Bref, Ursula von der Leyen parle notre langue. A part ça, je ne vois guère comment son élection pourrait profiter à la France et aux Français.

Tout au plus ceux qui ont à cœur que le Parlement européen garde une implantation strasbourgeoise pourront-ils se satisfaire du fait que la nouvelle présidente de la Commission « n’a jamais critiqué le choix de maintenir Strasbourg comme deuxième siège du parlement européen », comme le rappelle Bill Wirtz sur Contrepoints.

Pour le reste, il s’agit de transformer l’UE économie de marché en une UE « économie sociale de marché », pour reprendre les mots d’Ursula von der Leyen. Il s’agit de faire un grand bon vers la collectivisation.

Son programme est donc tout à fait en phase avec la vision macronienne de l’Europe.

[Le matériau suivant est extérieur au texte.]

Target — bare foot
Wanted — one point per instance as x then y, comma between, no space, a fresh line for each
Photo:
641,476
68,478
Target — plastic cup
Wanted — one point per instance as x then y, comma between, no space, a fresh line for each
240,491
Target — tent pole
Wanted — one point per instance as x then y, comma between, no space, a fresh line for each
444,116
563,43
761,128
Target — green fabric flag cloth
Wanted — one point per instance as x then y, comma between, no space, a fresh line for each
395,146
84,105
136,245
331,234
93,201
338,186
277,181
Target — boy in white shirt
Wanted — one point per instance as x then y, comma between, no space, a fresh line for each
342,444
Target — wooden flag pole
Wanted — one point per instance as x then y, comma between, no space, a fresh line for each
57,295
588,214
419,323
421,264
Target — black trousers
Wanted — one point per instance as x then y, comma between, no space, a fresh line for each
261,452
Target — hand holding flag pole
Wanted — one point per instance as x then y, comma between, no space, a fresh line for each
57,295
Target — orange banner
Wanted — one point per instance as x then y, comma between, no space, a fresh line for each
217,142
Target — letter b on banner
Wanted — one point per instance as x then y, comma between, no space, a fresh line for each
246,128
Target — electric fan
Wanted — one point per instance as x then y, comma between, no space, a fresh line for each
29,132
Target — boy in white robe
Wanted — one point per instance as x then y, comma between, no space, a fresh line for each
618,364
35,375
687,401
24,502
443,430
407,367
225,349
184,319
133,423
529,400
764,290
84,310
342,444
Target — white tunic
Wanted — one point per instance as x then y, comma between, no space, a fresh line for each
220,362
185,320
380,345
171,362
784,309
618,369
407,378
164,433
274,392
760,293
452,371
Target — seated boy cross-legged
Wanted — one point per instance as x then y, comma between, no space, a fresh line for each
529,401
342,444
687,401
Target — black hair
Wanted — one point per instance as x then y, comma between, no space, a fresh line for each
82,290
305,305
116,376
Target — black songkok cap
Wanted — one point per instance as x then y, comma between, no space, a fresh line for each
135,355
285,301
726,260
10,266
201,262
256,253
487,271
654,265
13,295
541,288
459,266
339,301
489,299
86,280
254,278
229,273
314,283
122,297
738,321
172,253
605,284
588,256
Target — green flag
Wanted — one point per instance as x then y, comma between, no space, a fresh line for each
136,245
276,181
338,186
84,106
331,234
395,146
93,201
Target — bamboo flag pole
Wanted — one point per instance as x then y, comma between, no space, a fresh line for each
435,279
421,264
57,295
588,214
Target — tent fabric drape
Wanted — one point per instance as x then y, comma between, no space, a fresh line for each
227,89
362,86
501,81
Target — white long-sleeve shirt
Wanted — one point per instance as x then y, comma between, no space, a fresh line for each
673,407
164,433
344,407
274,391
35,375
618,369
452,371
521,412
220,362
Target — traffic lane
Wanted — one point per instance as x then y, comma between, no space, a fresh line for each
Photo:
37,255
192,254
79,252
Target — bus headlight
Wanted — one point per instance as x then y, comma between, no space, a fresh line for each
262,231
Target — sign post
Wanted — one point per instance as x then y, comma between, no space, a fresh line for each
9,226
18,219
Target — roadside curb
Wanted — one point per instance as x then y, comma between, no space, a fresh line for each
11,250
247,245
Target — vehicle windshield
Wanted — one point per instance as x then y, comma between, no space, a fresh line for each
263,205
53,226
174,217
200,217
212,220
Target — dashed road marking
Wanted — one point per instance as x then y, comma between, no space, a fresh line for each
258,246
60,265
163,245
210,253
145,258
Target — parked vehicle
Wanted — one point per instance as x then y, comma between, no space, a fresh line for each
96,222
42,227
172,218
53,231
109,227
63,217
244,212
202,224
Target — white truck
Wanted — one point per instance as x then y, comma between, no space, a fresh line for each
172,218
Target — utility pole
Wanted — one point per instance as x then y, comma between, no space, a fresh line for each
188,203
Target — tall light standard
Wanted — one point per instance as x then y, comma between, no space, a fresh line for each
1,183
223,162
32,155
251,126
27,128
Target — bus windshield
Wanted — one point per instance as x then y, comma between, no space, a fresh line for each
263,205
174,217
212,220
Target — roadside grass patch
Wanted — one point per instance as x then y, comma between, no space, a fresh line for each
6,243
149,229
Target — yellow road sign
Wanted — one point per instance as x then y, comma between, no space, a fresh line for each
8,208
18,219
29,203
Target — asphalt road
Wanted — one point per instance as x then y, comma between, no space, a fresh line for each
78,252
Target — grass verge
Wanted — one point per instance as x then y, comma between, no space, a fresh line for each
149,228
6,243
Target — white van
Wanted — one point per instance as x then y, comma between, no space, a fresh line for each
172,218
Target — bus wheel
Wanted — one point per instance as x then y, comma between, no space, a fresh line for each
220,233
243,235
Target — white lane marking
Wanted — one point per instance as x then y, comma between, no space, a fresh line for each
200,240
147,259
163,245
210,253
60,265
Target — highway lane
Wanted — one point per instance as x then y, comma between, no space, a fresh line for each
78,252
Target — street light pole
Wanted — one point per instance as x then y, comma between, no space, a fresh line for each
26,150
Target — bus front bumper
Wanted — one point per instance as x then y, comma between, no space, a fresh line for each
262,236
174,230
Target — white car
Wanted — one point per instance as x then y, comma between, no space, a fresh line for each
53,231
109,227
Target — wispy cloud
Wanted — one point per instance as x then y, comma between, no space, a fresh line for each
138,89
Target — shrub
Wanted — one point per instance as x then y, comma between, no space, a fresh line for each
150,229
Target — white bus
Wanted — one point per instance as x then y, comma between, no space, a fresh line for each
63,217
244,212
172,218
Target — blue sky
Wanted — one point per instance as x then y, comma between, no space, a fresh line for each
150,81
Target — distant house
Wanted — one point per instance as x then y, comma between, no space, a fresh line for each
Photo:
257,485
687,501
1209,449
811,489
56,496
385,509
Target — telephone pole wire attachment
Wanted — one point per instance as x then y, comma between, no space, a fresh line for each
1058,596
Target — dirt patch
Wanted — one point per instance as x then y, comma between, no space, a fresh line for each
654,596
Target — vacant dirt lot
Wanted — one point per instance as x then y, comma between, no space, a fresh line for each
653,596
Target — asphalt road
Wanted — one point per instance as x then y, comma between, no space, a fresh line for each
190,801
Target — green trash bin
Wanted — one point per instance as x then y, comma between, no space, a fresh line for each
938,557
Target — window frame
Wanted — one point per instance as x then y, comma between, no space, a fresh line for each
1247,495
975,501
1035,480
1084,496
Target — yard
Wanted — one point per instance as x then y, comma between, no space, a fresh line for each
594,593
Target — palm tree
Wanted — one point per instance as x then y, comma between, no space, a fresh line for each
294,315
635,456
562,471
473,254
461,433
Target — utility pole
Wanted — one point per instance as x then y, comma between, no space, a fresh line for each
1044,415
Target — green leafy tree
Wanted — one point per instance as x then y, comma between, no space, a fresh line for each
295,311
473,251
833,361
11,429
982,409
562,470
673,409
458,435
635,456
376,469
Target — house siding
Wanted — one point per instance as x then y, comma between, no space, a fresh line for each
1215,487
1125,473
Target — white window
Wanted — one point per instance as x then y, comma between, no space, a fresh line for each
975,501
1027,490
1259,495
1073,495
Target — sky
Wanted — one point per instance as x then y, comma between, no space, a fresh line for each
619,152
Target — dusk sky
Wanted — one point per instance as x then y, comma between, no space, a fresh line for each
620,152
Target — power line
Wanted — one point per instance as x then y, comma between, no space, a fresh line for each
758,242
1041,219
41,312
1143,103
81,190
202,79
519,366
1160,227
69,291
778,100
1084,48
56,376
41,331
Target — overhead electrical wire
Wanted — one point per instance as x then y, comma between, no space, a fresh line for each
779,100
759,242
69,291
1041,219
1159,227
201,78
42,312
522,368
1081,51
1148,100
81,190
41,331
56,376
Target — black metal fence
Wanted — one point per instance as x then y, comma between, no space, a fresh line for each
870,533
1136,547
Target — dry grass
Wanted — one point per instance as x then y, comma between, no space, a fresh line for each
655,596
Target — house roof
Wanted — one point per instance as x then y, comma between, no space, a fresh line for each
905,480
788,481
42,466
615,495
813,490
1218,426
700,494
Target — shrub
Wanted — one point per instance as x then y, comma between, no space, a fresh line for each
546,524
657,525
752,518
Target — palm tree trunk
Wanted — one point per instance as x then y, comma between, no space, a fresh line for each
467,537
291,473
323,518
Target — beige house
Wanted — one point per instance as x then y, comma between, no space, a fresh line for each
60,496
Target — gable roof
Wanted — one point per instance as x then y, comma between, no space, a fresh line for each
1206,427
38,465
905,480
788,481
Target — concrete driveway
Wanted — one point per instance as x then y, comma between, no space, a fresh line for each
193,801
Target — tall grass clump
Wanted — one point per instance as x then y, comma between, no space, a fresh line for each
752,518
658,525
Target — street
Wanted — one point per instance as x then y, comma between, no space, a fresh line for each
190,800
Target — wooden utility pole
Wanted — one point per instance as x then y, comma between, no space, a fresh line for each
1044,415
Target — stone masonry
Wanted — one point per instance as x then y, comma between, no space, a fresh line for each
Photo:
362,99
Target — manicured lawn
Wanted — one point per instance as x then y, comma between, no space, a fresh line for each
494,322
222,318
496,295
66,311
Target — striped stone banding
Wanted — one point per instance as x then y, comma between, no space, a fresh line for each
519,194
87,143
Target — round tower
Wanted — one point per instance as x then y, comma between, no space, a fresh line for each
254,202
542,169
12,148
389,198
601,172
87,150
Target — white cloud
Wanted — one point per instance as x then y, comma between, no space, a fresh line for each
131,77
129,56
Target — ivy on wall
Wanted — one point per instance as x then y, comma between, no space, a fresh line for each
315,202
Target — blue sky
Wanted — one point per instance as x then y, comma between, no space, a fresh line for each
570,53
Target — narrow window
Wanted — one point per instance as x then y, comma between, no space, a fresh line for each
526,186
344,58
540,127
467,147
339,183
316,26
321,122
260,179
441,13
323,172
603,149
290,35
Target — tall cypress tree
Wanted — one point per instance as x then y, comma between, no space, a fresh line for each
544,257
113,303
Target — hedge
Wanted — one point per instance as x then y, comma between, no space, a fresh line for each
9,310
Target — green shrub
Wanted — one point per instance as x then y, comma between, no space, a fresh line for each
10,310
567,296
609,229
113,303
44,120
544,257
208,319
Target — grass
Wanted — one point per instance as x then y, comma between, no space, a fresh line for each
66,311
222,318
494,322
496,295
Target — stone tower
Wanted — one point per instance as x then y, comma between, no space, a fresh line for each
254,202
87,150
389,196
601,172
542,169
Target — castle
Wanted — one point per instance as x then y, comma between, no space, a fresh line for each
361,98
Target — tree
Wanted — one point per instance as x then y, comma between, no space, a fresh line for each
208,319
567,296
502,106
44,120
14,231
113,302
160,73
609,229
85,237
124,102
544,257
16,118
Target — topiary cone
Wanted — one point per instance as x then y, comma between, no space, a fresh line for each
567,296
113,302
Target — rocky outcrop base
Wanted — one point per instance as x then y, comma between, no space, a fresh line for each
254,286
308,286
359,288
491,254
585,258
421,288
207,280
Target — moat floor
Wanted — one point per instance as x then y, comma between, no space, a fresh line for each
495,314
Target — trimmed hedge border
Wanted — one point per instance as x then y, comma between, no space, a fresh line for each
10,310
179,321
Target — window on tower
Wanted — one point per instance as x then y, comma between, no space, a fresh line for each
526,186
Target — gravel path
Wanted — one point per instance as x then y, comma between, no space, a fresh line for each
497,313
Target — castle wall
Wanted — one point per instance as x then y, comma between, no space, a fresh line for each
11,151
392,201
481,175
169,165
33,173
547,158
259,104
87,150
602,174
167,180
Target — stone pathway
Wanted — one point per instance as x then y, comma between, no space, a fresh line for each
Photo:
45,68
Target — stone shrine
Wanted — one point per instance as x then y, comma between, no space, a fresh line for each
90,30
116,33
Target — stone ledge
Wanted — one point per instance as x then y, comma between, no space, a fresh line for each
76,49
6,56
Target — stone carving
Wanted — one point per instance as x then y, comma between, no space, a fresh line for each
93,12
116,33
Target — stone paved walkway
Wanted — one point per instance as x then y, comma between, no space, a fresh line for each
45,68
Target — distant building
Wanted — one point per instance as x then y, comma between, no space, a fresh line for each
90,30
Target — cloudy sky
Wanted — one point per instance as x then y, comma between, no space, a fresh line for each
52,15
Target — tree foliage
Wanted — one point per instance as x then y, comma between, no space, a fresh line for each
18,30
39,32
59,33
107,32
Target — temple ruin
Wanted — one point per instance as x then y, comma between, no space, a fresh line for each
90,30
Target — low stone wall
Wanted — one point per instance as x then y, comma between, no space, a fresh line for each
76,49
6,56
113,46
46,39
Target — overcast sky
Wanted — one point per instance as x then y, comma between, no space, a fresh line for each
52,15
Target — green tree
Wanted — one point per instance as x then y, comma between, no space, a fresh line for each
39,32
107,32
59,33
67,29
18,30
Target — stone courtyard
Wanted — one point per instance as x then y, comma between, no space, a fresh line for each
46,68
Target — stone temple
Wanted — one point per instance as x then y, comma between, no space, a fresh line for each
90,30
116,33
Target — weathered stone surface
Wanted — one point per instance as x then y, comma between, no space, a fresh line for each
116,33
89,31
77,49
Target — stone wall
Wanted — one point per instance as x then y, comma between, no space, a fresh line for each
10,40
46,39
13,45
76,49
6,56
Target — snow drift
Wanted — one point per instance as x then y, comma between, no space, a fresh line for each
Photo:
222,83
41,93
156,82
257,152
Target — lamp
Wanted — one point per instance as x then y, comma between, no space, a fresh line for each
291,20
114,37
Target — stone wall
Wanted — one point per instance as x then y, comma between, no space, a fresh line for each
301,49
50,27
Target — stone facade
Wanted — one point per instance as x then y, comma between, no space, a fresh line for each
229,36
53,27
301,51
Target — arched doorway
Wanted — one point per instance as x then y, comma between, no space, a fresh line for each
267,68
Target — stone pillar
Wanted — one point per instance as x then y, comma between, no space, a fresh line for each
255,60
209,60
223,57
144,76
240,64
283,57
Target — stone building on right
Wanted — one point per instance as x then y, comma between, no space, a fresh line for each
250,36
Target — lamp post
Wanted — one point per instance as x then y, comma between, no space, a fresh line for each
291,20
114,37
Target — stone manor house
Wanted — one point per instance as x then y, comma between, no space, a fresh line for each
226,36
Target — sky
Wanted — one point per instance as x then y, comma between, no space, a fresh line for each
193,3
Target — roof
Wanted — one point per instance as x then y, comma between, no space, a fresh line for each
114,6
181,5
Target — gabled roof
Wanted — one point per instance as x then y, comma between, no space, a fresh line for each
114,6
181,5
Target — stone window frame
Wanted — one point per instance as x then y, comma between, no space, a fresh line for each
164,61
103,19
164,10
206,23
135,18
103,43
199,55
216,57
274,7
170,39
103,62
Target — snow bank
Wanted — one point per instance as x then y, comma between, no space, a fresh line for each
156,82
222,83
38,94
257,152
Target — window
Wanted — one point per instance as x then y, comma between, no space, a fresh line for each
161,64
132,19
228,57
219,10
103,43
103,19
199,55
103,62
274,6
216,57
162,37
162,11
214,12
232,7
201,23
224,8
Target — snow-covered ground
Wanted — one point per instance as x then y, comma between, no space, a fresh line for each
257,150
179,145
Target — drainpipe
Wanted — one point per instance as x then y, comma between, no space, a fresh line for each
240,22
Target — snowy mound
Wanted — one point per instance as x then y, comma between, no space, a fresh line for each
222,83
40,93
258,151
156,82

Par conséquent, il se distingue remarquablement des opinions avancées par Annegret Kramp-Karrenbauer dans sa tribune publiée le 10 mars dans le Welt am Sonntag, en réponse à une précédente tribune d’Emmanuel Macron.

Ce n’est pas une coïncidence, puisque c’est justement le président français qui a suggéré à Angela Merkel le nom d’Ursula von der Leyen afin de débloquer les négociations entre dirigeants européens.

Pour une « dame de fer » à la tête de la Commission, il faudra donc repasser.